Escape from Planet 4 MOA– Part 2
The most important six inches on the battlefield is between your ears.
In this case, General Mattis was right. I had over 20 years of goo to remove and replace.
Lies
I cannot say I ever came right out and lied to anyone about how well I shot. Compared to what I saw going on around me, I was not all that bad. I never shot a deer at 10 yards and claimed it was at 100 yards. Actually shooting a deer at 10 yards is nearly as much of a feat with a rifle as it is with a bow. Close is close. The lying came more from the inside. I told myself that I was prepared for whatever came my way. I told myself I was ready for season. I just knew I was going to have a steady aim when the time came. There was a part of me that knew that was wrong, but I also told myself that this was part of deer hunting. In my experience it was.
Ignorance
When I started shooting, I never paid much attention to how many grains. A bullet was a bullet. Cheap was cheap. As long as what was stamped on the box matched what was stamped on the barrel I was good to go.
When it came to scopes, I really had no clue. I knew you tried to match where the crosshairs were with where the bullet hit. That was what you got the guy to do at the store when you had it bore-sighted. After that? I was in the dark. In a lot of ways, the technology helped to enforce this ignorance. Once you have a vague idea where the rifle shoots in relation to the crosshairs, you can diddle with the adjustments until they line up. A properly bore-sighted rifle will put you on a deer well out to 50 yards. All that guff I read in magazines seemed like so much fluff for so many years. The way I figured it, if I need to shoot a deer at 25 yards, I should set my scope to zero at 25 yards. Right? I should practice at 25 yards. Right?
Fantasy
I walked around for about 25 years really believing, or at least telling myself that I believed. About 2004, I was coming out from an afternoon hunt on the farm when I saw a heard of doe way over on the side of the next ridge at least 400 yards away. I decided to experiment. I knew I was not going to hit anything. I just wanted to see what would happen.
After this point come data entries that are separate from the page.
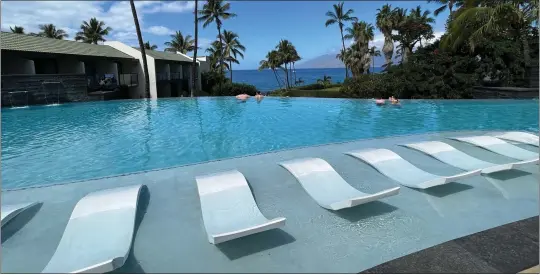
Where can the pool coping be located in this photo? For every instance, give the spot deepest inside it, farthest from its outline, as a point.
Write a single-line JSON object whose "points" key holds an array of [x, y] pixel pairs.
{"points": [[250, 155]]}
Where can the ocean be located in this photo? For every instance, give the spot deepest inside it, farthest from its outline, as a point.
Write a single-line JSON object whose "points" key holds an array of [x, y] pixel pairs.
{"points": [[266, 81]]}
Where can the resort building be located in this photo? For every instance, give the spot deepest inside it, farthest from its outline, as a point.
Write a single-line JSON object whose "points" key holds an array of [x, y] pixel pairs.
{"points": [[38, 70]]}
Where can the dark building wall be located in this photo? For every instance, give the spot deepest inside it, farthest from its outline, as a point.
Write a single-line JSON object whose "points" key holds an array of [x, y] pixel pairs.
{"points": [[43, 89]]}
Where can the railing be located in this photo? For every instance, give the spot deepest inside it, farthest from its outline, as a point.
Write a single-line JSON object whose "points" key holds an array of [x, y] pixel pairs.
{"points": [[129, 80], [162, 76]]}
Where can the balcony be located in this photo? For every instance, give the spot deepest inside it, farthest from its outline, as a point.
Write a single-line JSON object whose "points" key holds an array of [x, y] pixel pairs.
{"points": [[129, 80], [162, 76], [176, 76]]}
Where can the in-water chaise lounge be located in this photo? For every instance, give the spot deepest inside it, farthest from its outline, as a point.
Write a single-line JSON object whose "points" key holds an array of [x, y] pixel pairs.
{"points": [[228, 208], [522, 137], [452, 156], [327, 187], [500, 147], [99, 233], [11, 211], [393, 166]]}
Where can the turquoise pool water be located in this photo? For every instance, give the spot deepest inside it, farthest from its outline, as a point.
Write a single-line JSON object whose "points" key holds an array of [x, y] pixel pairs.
{"points": [[45, 145]]}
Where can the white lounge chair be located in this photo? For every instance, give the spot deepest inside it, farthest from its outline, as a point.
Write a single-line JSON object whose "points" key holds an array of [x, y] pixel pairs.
{"points": [[522, 137], [327, 187], [500, 147], [11, 211], [393, 166], [99, 233], [229, 209], [450, 155]]}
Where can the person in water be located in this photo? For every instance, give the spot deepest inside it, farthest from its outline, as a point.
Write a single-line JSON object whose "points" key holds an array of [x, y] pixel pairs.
{"points": [[242, 97], [259, 96]]}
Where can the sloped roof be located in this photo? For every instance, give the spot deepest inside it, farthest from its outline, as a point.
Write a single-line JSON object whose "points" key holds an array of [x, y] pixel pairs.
{"points": [[167, 56], [29, 43]]}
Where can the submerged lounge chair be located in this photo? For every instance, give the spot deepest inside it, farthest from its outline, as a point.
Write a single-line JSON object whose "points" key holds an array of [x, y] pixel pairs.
{"points": [[229, 209], [393, 166], [500, 147], [522, 137], [99, 233], [11, 211], [450, 155], [327, 187]]}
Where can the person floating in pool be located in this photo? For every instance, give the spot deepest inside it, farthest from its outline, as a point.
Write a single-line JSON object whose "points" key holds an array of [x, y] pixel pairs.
{"points": [[259, 97], [242, 97]]}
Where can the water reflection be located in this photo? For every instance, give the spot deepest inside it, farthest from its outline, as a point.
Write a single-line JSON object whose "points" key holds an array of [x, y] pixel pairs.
{"points": [[81, 141]]}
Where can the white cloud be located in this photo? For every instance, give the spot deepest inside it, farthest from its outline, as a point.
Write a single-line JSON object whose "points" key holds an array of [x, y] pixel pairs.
{"points": [[204, 42], [67, 15], [179, 6], [159, 30]]}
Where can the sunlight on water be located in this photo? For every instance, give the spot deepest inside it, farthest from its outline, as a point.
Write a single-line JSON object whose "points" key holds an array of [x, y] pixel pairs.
{"points": [[43, 145]]}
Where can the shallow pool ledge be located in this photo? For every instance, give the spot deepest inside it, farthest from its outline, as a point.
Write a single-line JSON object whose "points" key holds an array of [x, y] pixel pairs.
{"points": [[170, 235]]}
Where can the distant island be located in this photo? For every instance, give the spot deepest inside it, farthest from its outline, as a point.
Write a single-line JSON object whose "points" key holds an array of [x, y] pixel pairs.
{"points": [[330, 61]]}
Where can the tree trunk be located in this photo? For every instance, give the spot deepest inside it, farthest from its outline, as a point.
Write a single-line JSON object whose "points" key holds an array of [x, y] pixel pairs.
{"points": [[230, 69], [220, 58], [275, 74], [388, 50], [294, 70], [343, 43], [143, 52], [286, 76], [526, 50], [194, 69], [405, 55]]}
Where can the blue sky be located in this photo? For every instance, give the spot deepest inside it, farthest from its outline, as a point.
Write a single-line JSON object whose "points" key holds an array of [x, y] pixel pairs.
{"points": [[260, 24]]}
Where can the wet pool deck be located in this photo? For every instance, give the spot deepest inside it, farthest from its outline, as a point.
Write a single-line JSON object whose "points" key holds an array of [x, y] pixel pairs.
{"points": [[170, 236]]}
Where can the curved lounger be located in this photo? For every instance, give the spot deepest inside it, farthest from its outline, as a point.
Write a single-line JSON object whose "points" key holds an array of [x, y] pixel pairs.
{"points": [[228, 208], [500, 147], [11, 211], [393, 166], [327, 187], [450, 155], [522, 137], [99, 233]]}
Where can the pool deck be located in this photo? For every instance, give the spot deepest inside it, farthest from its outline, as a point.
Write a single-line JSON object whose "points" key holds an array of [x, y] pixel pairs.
{"points": [[170, 235]]}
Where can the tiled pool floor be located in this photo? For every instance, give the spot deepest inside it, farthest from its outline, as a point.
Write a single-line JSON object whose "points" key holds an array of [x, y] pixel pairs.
{"points": [[170, 236]]}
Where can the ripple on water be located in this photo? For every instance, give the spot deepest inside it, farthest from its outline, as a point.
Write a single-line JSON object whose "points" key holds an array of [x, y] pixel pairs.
{"points": [[43, 145]]}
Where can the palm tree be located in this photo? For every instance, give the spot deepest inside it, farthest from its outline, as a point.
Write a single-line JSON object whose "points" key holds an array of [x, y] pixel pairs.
{"points": [[337, 16], [474, 24], [374, 52], [93, 31], [141, 45], [385, 21], [180, 43], [149, 47], [50, 31], [412, 28], [17, 29], [286, 51], [216, 11], [271, 62], [194, 67], [232, 48], [450, 4]]}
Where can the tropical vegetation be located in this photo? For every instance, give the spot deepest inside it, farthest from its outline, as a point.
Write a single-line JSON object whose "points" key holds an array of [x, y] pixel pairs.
{"points": [[149, 46], [92, 31], [17, 29], [180, 43], [50, 31], [340, 17]]}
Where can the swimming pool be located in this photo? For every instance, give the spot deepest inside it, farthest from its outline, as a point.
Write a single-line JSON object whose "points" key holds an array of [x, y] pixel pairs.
{"points": [[45, 145]]}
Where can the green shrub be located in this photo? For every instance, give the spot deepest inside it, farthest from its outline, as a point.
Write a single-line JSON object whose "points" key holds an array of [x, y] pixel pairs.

I braced my rifle on a large tree and let fly. I was aiming for the center of one large doe’s chest. I saw a round land in the hillside a good 7 feet below her hooves. After 4 rounds the herd decided I might be a threat and ran off. That was the first time Reality really met my dreams.
It was shortly after this that my first experiment with building a meatpole began to rot and I built a new one out of properly treated wood and used the remains of the old meatpole for a 100-yard target stand. Before then, I used milk jugs and cardboard boxes. Now I stapled paper targets to corrugated cardboard. All of a sudden I started to see how fantastic my assessment of my aim really was.
Self-Delusion
Over the years, a fellow builds up his own self-image. I never put much stock in my ability to shoot straight, so it was not like I had any real stake in it. I went past 2008 without ever really testing my skills out on a deer at any greater distance than 80 yards. It was about then that I got the idea for a luxury box blind between two long, thin pastures. The idea for Midway was born, but there was a problem. I could not shoot that far. Well, I could– just not very well.
This is when it all started to all come crashing in. I needed to up my game. Again, the technology kind of supports the self-delusion. If you are good enough to hit 50 yards, you can stretch it usually to 100 yards. If you can hit a pie plate at 100 yards, you can probably hit it at 150 yards. To the back treeline of Midway going either way was about 200 yards.
It was not until fairly late, I would say in the last decade or so, that I really set about improving my accuracy. I got serious about it. I started asking stupid questions. I started being honest with myself about what I was doing, and I stopped making ignorant assumptions. The rest of this series will focus on what I have done to improve my rifle accuracy, particularly concerning deer hunting.